The FDA can grant ODD based on a review of preclinical data from investigational treatments for rare diseases, such as soft tissue sarcoma, which are defined as conditions affecting fewer than 200,000 people in the US. This designation qualifies the developer of the drug for certain incentives, including, seven years of market exclusivity upon drug approval from the FDA.

Soft-tissue sarcoma is a rare mesenchymal malignancy which accounts for less than 1% of all adult tumours. Despite the successful advancement of localised therapies, such as surgery and radiotherapy, these tumours can recur, often with metastatic disease. The American Cancer Society estimates that, in 2022 approximately 13,190 new soft tissue sarcomas will be diagnosed, and about 5,130 people are expected to die of the disease in the US.

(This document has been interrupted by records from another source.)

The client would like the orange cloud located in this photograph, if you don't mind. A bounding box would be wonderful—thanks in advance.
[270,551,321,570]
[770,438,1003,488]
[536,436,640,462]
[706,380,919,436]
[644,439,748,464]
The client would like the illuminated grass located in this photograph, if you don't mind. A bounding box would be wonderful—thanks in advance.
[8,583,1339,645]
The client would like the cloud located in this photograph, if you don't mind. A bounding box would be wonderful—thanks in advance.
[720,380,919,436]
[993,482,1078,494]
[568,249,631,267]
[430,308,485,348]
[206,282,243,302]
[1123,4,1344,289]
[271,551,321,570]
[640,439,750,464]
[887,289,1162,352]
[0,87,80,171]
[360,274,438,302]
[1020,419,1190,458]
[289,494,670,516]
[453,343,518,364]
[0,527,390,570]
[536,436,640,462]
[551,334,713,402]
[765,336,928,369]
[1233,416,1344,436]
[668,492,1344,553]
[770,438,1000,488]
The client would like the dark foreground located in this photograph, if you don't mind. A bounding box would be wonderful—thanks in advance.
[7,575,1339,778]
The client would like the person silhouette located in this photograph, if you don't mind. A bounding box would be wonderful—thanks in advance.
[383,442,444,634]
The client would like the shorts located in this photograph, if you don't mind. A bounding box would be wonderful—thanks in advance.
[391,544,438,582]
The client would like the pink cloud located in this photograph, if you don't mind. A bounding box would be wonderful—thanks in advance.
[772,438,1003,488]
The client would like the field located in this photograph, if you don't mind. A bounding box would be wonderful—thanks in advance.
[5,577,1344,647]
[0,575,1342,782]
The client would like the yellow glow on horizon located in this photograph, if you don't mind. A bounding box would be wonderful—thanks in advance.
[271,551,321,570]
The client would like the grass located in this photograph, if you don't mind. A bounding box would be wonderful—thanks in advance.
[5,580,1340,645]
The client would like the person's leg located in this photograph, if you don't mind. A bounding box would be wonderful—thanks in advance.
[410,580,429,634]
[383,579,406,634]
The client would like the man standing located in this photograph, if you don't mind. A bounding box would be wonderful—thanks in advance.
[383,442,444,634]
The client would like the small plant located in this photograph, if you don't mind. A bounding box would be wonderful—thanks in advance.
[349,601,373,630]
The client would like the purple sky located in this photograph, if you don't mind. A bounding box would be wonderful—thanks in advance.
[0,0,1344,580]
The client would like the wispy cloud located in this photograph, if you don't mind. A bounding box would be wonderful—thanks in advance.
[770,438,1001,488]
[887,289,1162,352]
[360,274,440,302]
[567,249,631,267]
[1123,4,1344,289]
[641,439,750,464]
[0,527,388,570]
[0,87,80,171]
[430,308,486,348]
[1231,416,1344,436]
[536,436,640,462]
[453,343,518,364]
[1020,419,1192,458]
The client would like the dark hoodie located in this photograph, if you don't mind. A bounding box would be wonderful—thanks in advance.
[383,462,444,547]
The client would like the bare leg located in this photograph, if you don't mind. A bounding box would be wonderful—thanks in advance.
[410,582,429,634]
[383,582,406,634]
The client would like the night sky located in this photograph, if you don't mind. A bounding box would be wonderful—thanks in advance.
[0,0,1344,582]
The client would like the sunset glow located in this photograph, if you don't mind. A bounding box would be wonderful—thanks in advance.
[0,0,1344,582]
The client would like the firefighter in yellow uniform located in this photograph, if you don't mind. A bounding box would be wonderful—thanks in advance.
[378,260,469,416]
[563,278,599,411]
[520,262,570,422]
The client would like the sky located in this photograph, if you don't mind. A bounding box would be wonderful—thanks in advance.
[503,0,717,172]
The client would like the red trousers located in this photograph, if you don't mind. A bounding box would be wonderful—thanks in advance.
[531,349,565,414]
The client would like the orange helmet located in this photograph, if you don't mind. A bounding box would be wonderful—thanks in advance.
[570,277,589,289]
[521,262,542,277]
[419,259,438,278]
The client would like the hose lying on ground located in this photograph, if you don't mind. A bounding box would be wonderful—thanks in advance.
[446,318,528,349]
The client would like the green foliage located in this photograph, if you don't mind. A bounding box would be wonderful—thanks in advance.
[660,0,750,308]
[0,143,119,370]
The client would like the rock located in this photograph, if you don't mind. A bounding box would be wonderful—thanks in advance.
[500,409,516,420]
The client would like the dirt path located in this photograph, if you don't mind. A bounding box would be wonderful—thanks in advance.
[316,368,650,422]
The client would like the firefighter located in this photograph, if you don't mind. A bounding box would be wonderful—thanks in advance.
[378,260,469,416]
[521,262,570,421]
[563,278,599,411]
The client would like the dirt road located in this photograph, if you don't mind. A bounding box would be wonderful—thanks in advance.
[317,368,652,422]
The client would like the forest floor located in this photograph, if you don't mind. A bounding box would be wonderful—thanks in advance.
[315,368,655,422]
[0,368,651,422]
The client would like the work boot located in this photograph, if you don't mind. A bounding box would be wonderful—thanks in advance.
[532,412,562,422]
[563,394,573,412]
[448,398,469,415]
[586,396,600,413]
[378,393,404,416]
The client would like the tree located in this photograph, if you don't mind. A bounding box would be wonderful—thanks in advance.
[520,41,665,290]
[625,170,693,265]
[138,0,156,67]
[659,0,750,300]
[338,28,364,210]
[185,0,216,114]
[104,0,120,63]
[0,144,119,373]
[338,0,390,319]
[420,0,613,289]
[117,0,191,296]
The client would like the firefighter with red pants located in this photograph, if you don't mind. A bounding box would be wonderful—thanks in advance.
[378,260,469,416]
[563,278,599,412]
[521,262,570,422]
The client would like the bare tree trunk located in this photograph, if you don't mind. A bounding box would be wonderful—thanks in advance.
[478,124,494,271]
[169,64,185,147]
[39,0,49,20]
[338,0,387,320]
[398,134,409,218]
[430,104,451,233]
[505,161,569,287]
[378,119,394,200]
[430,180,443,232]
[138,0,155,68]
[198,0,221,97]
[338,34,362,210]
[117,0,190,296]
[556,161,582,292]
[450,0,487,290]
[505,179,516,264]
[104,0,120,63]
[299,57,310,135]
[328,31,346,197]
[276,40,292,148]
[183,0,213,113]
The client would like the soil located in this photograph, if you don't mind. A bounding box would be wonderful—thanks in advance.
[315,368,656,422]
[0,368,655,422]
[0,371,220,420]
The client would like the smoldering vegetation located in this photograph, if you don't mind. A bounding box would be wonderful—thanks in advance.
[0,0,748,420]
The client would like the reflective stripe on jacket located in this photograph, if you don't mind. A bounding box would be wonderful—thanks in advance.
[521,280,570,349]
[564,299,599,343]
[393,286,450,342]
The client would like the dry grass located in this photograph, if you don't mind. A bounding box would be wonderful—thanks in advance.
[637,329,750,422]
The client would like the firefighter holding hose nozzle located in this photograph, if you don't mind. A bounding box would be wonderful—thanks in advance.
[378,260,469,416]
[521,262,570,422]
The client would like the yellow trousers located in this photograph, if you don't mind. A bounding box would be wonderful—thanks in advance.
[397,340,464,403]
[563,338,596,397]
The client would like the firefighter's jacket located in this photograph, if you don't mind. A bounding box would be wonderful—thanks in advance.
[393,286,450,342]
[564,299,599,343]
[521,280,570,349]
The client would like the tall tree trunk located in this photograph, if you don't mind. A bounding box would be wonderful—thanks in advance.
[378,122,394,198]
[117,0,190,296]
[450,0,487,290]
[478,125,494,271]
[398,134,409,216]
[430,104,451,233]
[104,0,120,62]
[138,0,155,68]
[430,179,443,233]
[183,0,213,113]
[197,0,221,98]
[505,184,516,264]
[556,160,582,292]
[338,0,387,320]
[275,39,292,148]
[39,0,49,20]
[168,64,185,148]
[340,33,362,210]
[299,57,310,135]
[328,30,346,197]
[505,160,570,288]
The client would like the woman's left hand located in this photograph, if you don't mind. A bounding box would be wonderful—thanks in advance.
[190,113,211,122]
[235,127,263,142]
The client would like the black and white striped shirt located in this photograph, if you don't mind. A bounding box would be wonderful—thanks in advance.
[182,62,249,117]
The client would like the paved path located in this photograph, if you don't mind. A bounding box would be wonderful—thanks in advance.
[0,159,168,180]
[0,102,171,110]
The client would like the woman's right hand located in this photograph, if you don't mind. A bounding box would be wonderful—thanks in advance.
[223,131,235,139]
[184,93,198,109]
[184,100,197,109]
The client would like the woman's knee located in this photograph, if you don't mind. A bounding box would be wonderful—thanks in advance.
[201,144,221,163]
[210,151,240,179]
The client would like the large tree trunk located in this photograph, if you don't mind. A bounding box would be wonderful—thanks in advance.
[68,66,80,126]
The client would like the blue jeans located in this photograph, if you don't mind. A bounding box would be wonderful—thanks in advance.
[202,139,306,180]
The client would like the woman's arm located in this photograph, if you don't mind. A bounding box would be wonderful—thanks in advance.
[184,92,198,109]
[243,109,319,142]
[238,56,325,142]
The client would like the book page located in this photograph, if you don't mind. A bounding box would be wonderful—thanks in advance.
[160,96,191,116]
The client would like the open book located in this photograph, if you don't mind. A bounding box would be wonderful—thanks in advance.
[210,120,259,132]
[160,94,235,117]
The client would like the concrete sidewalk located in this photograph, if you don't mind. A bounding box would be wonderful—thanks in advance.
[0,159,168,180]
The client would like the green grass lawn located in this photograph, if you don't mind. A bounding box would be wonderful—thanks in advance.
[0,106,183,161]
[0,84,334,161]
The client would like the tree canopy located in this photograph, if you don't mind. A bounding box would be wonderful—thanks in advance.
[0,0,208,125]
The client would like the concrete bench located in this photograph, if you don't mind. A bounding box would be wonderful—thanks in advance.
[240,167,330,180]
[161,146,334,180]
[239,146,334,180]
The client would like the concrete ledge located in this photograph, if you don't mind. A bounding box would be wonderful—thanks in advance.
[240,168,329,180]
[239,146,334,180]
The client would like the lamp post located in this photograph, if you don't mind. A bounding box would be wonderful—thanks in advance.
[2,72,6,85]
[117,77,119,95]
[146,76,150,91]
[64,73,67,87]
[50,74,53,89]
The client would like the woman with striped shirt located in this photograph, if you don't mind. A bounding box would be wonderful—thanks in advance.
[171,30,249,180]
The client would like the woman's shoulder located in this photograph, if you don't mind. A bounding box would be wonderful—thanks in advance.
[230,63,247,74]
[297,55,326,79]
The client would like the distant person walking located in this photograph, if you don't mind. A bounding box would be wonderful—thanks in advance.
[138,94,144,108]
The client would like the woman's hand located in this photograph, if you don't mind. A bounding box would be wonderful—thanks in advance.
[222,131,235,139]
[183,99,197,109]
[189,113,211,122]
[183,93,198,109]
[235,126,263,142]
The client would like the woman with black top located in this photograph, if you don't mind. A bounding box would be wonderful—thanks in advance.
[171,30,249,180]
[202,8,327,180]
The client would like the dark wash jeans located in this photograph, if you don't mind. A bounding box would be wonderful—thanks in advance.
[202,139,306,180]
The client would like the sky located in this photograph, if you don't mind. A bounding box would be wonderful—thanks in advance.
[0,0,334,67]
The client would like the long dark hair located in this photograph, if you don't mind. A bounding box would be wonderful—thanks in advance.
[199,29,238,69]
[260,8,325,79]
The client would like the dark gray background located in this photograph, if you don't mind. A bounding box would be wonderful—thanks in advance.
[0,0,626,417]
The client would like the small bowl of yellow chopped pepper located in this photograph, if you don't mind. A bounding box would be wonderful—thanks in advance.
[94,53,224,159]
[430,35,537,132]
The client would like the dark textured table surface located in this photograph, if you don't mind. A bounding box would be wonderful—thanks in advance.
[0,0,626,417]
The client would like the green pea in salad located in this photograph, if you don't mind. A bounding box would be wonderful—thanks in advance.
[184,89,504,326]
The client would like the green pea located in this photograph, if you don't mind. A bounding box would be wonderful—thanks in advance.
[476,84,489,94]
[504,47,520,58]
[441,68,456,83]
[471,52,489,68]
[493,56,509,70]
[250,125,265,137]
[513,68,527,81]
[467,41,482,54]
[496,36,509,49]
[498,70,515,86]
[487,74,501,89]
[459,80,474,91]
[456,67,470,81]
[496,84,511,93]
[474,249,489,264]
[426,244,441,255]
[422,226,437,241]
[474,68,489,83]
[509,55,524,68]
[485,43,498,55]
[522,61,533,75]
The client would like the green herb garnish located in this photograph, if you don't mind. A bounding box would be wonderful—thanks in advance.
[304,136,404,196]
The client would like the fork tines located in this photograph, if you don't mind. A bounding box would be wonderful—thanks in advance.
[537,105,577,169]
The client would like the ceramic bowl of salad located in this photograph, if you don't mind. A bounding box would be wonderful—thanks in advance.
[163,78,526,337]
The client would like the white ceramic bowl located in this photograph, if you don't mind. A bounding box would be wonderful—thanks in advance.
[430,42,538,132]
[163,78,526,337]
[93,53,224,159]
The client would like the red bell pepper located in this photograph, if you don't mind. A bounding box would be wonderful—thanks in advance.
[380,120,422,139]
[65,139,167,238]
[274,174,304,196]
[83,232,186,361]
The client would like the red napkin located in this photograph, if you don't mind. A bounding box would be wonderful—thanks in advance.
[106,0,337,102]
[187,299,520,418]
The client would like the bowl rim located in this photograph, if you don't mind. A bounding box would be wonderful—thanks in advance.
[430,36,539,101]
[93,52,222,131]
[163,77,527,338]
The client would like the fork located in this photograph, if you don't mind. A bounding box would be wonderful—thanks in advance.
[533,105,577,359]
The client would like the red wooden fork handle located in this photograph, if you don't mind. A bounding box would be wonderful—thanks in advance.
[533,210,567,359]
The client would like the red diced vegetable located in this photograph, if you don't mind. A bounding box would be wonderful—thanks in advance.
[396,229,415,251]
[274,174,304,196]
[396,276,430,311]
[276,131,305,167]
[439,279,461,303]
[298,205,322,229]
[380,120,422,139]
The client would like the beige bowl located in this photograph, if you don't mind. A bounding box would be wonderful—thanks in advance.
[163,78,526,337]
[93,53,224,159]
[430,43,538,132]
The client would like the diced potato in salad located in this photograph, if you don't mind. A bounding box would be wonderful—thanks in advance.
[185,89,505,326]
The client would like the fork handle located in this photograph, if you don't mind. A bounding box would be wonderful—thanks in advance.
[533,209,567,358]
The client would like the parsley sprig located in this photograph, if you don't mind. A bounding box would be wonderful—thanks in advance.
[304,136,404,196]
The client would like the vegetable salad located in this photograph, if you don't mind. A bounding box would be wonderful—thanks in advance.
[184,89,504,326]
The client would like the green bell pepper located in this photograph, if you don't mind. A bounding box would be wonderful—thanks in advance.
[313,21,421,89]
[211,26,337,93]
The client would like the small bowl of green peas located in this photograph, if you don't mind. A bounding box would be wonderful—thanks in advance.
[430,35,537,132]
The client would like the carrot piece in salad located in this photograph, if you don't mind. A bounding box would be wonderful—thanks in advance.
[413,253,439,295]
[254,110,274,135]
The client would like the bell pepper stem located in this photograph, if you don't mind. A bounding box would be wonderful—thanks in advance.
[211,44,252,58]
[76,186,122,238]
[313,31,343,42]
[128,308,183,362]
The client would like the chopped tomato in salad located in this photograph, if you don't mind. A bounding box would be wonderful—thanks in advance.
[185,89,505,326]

Dr Alastair Smith, Chief Executive Officer of Avacta, commented: "We are delighted to receive Orphan Drug Designation from the FDA for AVA6000, which is a reflection of the high quality of the preclinical data and the potential benefit the pre|CISION platform can bring to cancer patients."

"This designation provides tax credits and other incentives for drug developers addressing rare diseases. Most notably the Orphan Drug Designation will give Avacta, if AVA6000 is approved for treatment of soft tissue sarcoma, seven years of market exclusivity in the US, which is a significant commercial advantage."